Ketidakseimbangan sistem ini memperburuk gejala otonom seperti detak jantung tidak teratur dan keluhan pencernaan, seperti mual serta sindrom iritasi usus. Ini adalah gejala yang sering ditemukan pada remaja pasca-pandemi dan menjadi tantangan besar dalam penanganan klinis.


Komorbiditas yang Memperumit Penanganan


Kecemasan pasca-pandemi pada remaja jarang muncul sendirian. Sering kali muncul bersamaan dengan gangguan depresi berat, gangguan makan, atau bahkan kejang non-epileptik psikogenik (PNES). Laporan dari Columbia University Medical Center tahun 2024 menyatakan bahwa 63% remaja dengan kecemasan juga memenuhi kriteria diagnosis untuk setidaknya satu gangguan psikiatri tambahan.


Dalam kasus seperti ini, terapi tunggal hampir tidak memadai.
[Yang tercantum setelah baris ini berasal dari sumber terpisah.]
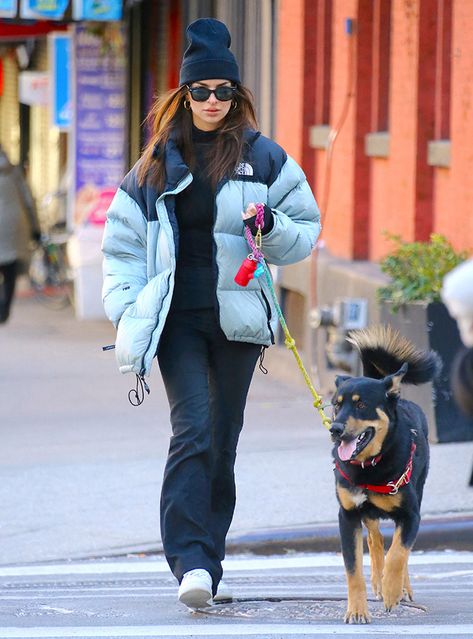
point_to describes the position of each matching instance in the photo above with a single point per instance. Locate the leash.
(254, 266)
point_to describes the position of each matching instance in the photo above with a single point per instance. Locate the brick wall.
(398, 191)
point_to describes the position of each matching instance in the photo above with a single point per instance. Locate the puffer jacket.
(141, 237)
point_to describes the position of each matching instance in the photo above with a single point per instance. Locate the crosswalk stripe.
(234, 630)
(154, 566)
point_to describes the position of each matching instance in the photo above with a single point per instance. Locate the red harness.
(392, 487)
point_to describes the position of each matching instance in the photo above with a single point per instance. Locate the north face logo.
(244, 169)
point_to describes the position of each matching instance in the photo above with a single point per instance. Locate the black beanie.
(208, 55)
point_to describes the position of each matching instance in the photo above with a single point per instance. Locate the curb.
(439, 533)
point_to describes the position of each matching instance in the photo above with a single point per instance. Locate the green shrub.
(417, 269)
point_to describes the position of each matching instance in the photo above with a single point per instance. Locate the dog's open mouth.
(349, 449)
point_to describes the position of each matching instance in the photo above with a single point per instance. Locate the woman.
(174, 241)
(18, 226)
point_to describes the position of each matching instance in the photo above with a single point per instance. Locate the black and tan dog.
(381, 461)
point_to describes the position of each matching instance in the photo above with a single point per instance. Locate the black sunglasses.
(202, 94)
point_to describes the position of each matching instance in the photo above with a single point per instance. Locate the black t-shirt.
(195, 274)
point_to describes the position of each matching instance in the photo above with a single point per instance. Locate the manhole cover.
(305, 609)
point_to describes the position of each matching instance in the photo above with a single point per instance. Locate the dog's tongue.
(346, 450)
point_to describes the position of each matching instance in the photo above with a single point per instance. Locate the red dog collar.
(392, 487)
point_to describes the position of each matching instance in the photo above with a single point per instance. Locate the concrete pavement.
(81, 468)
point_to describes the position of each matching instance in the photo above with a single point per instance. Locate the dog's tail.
(384, 350)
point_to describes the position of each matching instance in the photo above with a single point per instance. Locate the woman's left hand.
(250, 211)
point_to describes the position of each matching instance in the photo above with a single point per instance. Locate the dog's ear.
(393, 382)
(339, 379)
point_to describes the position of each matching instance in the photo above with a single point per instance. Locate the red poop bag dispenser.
(246, 272)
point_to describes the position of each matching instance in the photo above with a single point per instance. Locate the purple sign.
(99, 120)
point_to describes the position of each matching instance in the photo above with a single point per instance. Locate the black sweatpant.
(207, 378)
(8, 273)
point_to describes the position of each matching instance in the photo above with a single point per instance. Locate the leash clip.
(394, 486)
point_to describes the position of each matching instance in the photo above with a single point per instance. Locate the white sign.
(33, 88)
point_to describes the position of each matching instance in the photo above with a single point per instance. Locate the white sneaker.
(223, 593)
(195, 590)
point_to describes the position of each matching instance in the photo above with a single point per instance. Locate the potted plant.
(411, 303)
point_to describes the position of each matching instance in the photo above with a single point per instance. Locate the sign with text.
(43, 9)
(8, 8)
(60, 65)
(97, 10)
(99, 121)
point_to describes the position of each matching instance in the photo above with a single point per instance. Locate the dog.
(381, 458)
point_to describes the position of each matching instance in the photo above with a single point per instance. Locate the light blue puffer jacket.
(141, 238)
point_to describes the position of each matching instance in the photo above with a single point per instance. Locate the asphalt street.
(274, 597)
(81, 469)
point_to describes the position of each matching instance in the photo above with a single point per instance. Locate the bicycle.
(49, 273)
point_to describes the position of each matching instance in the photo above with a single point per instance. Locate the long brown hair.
(168, 116)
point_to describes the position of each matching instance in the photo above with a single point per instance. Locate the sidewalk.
(80, 468)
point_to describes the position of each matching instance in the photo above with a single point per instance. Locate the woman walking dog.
(173, 243)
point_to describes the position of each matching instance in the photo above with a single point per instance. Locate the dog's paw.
(377, 588)
(357, 615)
(392, 595)
(407, 594)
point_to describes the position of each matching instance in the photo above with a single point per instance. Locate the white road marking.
(154, 566)
(235, 630)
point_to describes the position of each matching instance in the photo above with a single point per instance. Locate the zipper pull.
(136, 396)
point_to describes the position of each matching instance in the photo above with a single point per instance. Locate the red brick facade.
(405, 72)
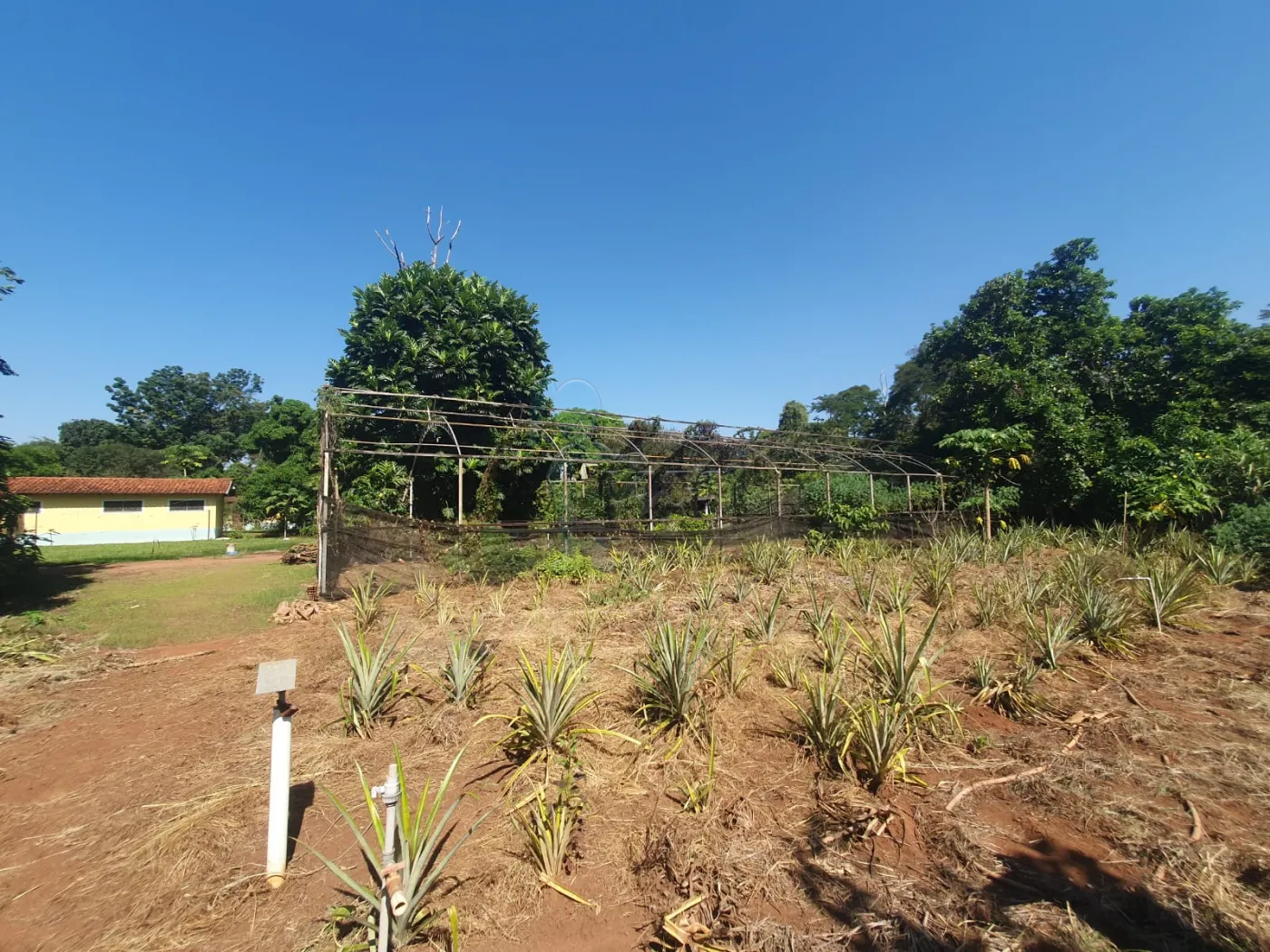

Banyak dokter kini beralih ke protokol CBT transdiagnostik dan bahkan mulai mengeksplorasi teknik neuromodulasi seperti transcranial magnetic stimulation (TMS), terutama untuk pasien yang tidak merespons pengobatan.


Krisis kesehatan mental remaja pasca-COVID bukanlah fenomena sesaat. Ini adalah darurat neurokembang yang membutuhkan penanganan serius dari berbagai bidang, mulai dari pediatri, psikiatri, neurologi, hingga imunologi. Diperlukan redefinisi kerangka diagnosis dan algoritma terapi untuk menyesuaikan dengan kompleksitas gangguan kecemasan yang muncul saat ini.